Scrapfly

Posted on Apr 10, 2023 • Originally published at scrapfly.io on Mar 13, 2023

How to Bypass Datadome Anti Scraping in 2023

#scraperblocking

Datadome is an anti-bot and anti-scraping service used by websites like Leboncoin, Vinted, Deezer etc. to block non-human visitors.

In this article, we'll be taking a look at how to bypass Datadome anti-scraping protection. We'll start by taking a quick look at what Datadome is, how to identify it and how is it identifying web scrapers. Then, we'll take a look at existing techniques and tools for bypassing Datadome bot protection. Let's dive in!

What is Datadome?

Datadome is a paid WAF service that protects websites from bots. It has legitimate uses of blocking malicious bots and scripts but it's also used by websites to block web scrapers from accessing public data.

It is particularly popular with European websites like Leboncoin, Vinted, Deezer, Malt and many others.

Datadome Block Page Example

Most of Datadome bot blocks result in HTTP status codes 400-500 (usually 403). The error message can appear in many different forms but usually, it's requesting javascript to be enabled or a captcha to be solved.

Datadome block page on Leboncoin website

These errors are mostly encountered on the first request to the website. Though, as Datadome is using an AI behavior analysis, it can also block requests after a few successful requests.

How does Datadome Detect Web Scrapers?

To detect web scrapers, Datadome uses several different techniques to estimate the likeliness that the connecting user is not a bot.

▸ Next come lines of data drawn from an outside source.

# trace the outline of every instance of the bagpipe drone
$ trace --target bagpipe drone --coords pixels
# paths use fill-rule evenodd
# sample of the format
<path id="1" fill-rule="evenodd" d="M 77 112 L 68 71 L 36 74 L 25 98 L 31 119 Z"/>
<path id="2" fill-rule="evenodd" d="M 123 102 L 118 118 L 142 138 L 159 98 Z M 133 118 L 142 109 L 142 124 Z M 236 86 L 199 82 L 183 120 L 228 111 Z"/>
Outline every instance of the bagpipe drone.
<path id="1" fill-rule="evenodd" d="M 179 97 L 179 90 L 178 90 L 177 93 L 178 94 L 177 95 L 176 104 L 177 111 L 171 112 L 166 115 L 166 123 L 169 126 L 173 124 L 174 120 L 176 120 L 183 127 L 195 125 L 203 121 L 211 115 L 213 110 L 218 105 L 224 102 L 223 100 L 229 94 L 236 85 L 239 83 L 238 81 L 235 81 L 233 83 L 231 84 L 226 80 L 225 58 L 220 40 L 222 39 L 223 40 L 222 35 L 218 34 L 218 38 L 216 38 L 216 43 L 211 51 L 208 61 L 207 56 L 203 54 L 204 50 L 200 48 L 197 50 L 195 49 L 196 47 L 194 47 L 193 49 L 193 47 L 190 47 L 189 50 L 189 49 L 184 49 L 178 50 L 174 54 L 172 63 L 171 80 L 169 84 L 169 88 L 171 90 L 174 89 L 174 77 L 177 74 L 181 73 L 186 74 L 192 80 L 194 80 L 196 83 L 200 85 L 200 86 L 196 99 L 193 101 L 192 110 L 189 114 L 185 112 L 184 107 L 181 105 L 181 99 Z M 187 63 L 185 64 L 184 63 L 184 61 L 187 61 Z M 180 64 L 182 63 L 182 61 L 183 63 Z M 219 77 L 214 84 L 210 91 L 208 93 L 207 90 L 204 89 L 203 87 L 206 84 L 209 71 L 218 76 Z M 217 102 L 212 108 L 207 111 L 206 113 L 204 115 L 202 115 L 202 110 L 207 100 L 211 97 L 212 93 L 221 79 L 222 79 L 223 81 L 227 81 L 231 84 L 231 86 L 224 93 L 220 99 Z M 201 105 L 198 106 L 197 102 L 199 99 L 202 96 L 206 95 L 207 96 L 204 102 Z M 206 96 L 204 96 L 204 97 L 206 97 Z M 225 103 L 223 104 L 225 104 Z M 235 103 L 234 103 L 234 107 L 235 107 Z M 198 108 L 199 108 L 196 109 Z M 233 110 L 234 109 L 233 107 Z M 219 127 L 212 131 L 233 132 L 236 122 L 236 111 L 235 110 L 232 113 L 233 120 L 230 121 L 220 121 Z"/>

Datadome is taking a look at all connection metrics like encryption type (TLS), HTTP protocol use and javascript engine to determine a trust score.

Based on the final trust score Datadome either lets the user in, blocks them or requests a captcha challenge to be solved.

This complex process is done in real-time making web scraping difficult as many factors can influence the trust score. However, by understanding each step of this process we have a good chance of bypassing Datadome bot protection. Let's take a look at each step in detail.

TLS Fingerprinting

TLS (or SSL) is the first step in the HTTP connection. When using encrypted connections (like https instead of http) the server and client have to negotiate an encryption method. Since, there are many different ciphers and encryption methods available the negotiation itself can give away a lot of information about the client.

This is generally referred to as JA3 fingerprinting. Different operating systems, web browsers or programming libraries have varying access to TLS encryption which results in different JA3 fingerprints.

If a scraper uses a library that has different TLS capabilities of a usual web browser it can be identified using this method.

So, use web scraping libraries and tools that are resistant to JA3 fingerprinting

There are many online tools like ScrapFly's JA3 fingerprint web tool that can be used to validate your tools for JA3 fingerprinting.

For more see our full introduction to TLS fingerprinting which covers TLS fingerprinting in greater detail.

IP Address Fingerprinting

Next is IP address analysis. Datadome has access to many different IP databases and can lookup the connecting client's IP address. This can be used to identify the client's location, ISP, reputation and other information.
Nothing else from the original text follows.